The fall of the metrics was a great opportunity for traders!
Ethereum has been trading well from its ATH of $4,356. This is because of the Bitcoin-fueled corrections in May and the fact that the world’s biggest cryptocurrency failed to register remarkable hikes since then. ETH was nearly 40% off the aforementioned level as of now. This can be a new opportunity for traders!
But, there is still a cause for optimism. While they may have been bad reading for those who hold ETH, it’s on-chain metrics and social data displays signs of normalization. It is not outright bullishness.
To put it simply, the sell-side pressure was dropping consistently in the last 10 days. The holders might not see a wider sell-off in the near future.

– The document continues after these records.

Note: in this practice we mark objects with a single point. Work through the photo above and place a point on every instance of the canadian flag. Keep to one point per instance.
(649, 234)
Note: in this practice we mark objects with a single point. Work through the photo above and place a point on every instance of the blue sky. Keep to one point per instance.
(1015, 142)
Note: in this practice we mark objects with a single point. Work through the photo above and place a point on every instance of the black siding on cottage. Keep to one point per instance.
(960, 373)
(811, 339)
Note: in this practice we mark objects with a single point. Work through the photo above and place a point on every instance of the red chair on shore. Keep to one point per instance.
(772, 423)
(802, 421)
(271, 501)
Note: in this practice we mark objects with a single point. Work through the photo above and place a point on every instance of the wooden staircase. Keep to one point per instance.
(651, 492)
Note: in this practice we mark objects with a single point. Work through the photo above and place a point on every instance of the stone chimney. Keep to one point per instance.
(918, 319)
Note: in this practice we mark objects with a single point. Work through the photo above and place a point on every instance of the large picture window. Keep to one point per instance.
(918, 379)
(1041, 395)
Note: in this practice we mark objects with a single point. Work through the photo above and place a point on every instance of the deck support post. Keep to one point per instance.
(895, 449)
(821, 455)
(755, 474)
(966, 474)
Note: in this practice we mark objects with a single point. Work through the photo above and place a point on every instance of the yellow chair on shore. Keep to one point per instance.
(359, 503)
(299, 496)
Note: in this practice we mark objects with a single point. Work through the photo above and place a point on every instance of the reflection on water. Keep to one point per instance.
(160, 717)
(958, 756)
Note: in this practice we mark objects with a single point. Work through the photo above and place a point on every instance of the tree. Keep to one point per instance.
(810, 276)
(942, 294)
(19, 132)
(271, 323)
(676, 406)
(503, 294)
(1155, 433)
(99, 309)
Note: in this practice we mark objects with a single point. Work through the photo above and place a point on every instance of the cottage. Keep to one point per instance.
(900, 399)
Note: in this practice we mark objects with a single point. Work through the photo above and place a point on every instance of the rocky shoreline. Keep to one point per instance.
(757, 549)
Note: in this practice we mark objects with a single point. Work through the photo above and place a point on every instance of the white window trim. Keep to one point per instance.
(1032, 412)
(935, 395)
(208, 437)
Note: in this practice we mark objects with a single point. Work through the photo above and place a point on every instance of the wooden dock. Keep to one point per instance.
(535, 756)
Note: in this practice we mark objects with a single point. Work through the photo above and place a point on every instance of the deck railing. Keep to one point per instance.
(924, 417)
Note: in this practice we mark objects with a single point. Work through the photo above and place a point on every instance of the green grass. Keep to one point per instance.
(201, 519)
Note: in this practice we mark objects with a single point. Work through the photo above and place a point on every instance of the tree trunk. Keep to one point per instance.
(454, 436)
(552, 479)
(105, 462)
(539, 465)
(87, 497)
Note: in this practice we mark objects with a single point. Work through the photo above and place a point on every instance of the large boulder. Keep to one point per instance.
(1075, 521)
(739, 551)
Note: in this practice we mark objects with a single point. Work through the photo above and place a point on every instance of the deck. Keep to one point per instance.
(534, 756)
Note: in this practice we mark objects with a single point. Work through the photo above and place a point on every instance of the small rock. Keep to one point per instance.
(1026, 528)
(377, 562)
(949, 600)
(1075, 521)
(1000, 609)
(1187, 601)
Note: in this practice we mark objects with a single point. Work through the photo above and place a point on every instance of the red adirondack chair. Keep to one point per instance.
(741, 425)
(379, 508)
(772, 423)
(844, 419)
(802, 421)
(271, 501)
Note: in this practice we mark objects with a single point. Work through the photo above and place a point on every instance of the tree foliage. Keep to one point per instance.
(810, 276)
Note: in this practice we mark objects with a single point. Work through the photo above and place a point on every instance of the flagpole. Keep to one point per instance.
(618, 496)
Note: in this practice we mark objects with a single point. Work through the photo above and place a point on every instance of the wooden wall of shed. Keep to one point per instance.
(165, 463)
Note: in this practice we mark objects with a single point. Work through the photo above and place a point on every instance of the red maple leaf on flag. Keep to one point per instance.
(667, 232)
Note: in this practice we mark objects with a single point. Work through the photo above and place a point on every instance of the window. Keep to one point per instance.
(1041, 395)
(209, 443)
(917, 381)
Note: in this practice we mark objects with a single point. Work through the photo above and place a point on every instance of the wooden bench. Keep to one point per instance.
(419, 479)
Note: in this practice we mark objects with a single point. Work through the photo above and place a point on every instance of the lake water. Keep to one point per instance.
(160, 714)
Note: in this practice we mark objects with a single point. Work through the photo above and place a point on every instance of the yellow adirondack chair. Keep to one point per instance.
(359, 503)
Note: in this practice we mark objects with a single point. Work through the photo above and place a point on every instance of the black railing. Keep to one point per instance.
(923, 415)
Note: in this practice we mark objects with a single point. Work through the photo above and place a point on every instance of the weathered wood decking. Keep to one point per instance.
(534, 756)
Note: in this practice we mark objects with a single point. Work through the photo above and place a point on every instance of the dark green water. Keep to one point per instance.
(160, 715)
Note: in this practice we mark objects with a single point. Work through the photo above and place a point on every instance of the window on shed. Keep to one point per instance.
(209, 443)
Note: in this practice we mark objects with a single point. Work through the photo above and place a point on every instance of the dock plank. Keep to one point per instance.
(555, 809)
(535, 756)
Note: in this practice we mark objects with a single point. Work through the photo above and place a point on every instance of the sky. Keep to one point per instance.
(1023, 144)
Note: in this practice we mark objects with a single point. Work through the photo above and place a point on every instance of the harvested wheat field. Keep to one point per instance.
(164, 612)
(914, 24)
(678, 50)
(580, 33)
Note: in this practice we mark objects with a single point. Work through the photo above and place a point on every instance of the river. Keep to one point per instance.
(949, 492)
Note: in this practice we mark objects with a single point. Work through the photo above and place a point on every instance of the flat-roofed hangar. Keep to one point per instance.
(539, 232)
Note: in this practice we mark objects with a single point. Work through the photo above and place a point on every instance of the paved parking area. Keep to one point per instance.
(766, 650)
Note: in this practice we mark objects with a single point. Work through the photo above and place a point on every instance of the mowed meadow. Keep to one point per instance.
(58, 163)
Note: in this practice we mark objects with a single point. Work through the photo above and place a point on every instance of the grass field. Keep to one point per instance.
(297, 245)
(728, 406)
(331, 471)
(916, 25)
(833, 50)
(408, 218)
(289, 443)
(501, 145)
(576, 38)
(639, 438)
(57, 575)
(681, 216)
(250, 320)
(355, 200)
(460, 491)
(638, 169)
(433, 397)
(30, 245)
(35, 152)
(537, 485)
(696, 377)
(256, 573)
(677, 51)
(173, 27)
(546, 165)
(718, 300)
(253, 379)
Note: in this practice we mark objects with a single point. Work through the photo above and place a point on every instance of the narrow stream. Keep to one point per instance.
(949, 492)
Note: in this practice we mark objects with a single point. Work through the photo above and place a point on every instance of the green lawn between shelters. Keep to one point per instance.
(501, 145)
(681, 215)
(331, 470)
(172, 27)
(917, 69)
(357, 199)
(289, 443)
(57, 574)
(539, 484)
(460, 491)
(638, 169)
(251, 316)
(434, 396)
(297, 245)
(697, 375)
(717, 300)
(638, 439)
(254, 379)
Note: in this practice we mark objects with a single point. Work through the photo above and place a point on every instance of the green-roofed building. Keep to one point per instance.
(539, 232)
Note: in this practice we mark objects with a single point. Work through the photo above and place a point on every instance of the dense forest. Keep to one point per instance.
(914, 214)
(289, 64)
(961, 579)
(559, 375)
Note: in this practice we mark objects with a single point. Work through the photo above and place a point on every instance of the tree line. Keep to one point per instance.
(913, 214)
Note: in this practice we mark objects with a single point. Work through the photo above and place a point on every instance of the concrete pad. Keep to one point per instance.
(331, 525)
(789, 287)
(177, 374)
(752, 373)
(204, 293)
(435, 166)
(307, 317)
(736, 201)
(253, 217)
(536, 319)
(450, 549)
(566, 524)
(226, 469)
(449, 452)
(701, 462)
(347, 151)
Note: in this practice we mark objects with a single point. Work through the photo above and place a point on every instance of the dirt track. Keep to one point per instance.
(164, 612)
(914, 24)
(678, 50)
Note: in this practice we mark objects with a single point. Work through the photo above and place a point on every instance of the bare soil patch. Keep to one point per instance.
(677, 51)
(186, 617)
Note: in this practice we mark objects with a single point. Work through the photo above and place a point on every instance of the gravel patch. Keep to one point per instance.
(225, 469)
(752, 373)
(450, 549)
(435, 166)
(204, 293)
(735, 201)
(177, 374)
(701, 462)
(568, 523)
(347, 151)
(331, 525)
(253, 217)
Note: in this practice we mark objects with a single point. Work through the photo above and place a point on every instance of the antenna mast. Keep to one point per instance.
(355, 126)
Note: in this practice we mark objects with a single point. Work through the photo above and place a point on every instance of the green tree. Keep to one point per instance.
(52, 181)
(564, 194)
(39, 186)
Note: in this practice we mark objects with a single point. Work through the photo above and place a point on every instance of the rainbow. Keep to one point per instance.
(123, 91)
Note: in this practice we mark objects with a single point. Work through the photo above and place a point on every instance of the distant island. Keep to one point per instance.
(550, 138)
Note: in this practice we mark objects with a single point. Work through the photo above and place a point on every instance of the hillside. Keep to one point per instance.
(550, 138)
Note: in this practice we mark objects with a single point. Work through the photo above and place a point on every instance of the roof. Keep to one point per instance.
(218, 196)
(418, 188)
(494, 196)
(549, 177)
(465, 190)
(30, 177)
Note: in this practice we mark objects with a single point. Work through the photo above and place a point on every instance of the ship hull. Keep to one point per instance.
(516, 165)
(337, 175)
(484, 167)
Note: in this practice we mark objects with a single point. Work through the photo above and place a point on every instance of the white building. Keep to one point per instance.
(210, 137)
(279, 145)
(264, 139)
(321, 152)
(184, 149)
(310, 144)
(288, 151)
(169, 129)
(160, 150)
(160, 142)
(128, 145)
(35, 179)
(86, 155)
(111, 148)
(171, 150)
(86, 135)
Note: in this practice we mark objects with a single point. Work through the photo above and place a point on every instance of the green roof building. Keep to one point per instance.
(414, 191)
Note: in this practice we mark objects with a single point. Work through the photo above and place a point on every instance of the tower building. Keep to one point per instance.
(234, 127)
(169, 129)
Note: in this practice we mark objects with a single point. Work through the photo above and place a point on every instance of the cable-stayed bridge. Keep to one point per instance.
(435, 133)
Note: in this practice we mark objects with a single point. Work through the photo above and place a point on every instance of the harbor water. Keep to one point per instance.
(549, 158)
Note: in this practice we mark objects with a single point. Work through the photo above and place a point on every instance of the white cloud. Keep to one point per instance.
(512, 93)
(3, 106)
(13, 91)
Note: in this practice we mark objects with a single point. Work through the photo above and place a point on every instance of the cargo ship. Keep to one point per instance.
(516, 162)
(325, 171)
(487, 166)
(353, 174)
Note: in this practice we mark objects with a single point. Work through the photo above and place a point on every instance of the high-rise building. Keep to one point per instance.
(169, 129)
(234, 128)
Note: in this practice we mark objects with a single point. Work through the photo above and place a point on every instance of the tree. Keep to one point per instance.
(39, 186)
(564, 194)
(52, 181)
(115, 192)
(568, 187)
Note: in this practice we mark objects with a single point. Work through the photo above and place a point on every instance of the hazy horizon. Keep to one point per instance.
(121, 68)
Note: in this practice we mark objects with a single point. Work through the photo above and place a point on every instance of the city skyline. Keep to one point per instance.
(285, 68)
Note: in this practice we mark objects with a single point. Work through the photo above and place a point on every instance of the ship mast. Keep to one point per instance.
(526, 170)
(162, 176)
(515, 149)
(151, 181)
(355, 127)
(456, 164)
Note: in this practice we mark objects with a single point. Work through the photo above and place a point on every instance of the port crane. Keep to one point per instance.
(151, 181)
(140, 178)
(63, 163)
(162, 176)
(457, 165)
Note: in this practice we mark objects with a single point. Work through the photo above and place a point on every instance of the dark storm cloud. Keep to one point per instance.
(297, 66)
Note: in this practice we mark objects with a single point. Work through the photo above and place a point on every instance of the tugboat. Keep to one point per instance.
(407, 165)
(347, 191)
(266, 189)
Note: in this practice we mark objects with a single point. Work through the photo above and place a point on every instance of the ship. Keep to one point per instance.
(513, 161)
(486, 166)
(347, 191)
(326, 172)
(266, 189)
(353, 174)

The fall in the Exchange Inflows could also be read together with the fall of the daily active deposits.
Ethereum’s dramatic trading
One of Ethereum’s increasingly dramatic trading characteristics in May was how its addresses correspond with the altcoin’s price depreciation. For example, from dates 14 to 24 of May, while the price fell from over $4,300 to lower than $2,000. Active addresses also fell from nearly 800k to just over 150k.
However, the similar metric has risen eventually. In reality, Ethereum’s active addresses have risen at a faster pace than Bitcoin.
These seem to be signs of normalization. But they aren’t the only ones. With Ethereum’s social volume and social sentiment lending credible views into what might be expected from ETH as well.
With all that in mind, it is worth remembering that the stated observations are also signs of normalization. But it is not necessarily signs of ETH going on another bull run anytime soon.
Now, many are arguing that Ethereum’s lack of pace with scaling has opened up a market opportunity for the exchanges like Solana and Binance Smart Chain. But, with its fees falling to the lowest levels from January as a success of Polygon and Arbitrum, it seems that Ethereum might go back to normal soon.